At Dogster, we love writing stories about dog’s noses, like this one by Caroline Coile, which has this marvelous line:
“The dog’s ability to detect acetic acid, a component of human skin secretions, is 100,000,000 times that of humans when tested in laboratory trials.”
Take a second with that: The dog’s nose can do something one hundred million times that of our nose. How can we even call our noses noses?
In any case, it’s time for a refresher course on the amazingness of the dog nose. This time, we turn to a TED-Ed Originals video, part of a series of lessons that “feature the words and ideas of educators brought to life by professional animators,” according to the website.

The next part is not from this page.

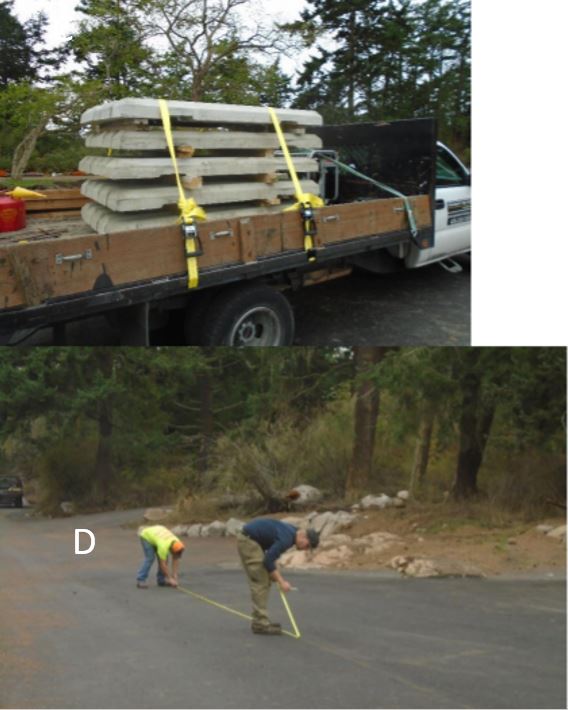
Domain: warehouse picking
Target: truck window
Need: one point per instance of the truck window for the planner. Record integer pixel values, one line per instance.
(449, 173)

The new video, titled “How Do Dog’s ‘See’ With Their Noses,” animated by Província Studio, features its share of startling facts. Among them:
- Dogs smells separately, with each nostril — they smell in stereo.
- Smelling in stereo helps dog a dog know which direction a smell is coming from.
- Inside the nose, the air heads into two chambers: one for breathing, one for smelling. The one for smelling has 300 million olfactory receptor cells, compared to our five to six million.
- Dogs exhale through slits in the sides of their noses, which allows odors to build up in the nose, wheras humans exhale out odors with each sniff.
- Dogs have a vomeronasal organ, which detects hormones. Humans don’t have a vomeronasal organ, dammit.
- This line: “Where we see and hear something in a single moment, a dog smells an entire story, from start to finish.”